Although it was marketed as “a fun game,” the app also “allows criminals to create a new identity, steal someone else’s identity or permits underage youth to purchase alcohol or tobacco illegally,” Mr. Casey added.
Vital national security systems such as passenger checkpoints at airports also “depend on the trustworthiness of driver’s licenses,” Mr. Casey added.
The app enabled anyone who downloaded it to their iPhone or iPad to paste electronically a digital photo and any biographical details into a template for any state’s driver’s license.
With a color printer and a laminating machine, the app could be used to create high-quality fake identification documents, said Brian Zimmer, president of the Coalition for a SecureDriver's License, a group that advocates tougher security measures in state-issued IDs.
Even high tech anti-fraud features such as holograms used by many state also can be forged, the group said. At least four states do not use any technology that would detect an app-generated fake license, the group said.
The group asked Apple in April to pull the app.
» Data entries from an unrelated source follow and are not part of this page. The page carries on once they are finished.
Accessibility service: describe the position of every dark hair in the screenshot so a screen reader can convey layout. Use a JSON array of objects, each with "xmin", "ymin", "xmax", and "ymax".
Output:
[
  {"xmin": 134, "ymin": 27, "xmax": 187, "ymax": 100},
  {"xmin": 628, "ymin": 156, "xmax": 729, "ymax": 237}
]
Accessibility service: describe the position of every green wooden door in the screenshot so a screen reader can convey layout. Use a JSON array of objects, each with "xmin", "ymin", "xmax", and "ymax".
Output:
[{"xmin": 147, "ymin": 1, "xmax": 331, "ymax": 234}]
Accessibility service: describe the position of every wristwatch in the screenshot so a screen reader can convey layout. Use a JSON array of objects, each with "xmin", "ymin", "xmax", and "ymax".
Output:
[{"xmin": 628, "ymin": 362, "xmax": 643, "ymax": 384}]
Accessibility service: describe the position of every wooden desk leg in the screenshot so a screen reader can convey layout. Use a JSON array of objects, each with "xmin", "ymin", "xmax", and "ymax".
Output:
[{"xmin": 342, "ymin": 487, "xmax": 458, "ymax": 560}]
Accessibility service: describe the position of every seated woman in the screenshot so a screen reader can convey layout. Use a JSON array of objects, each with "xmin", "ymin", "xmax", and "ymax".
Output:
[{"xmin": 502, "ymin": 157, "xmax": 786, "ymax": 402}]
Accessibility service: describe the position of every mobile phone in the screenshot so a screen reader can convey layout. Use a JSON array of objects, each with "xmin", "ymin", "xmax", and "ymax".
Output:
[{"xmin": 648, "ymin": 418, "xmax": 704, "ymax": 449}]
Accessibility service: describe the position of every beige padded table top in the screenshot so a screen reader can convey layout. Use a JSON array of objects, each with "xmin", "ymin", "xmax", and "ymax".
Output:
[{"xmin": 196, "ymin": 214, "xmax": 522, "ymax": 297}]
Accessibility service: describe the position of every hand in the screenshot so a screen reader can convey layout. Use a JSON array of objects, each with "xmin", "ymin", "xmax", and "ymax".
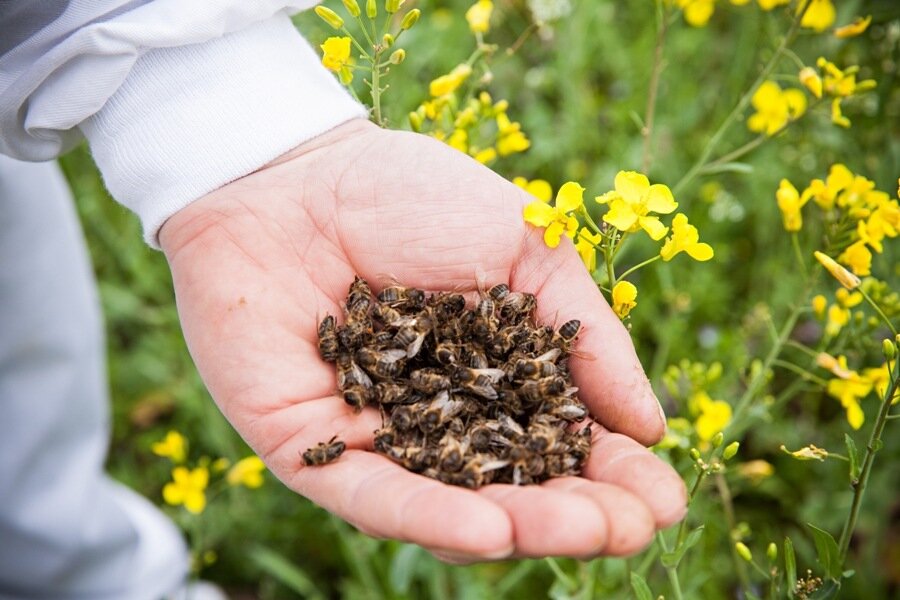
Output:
[{"xmin": 160, "ymin": 119, "xmax": 686, "ymax": 562}]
He added that the app has been downloaded “tens of thousands of times,” and those who downloaded the app can continue to use it.
The app was developed by DriversEd.com in Oakland, Calif., and offered by the App Store in December 2009, according to the company’s website.
The website says the app “lets users see how their actual driver’s license might look.”
“Make a face, take a picture with friends, and go crazy! You can change all the personal info, too, so the possibilities are endless,” the site says.
Neither DriversEd.com nor Apple responded to email and telephone requests for comment Monday.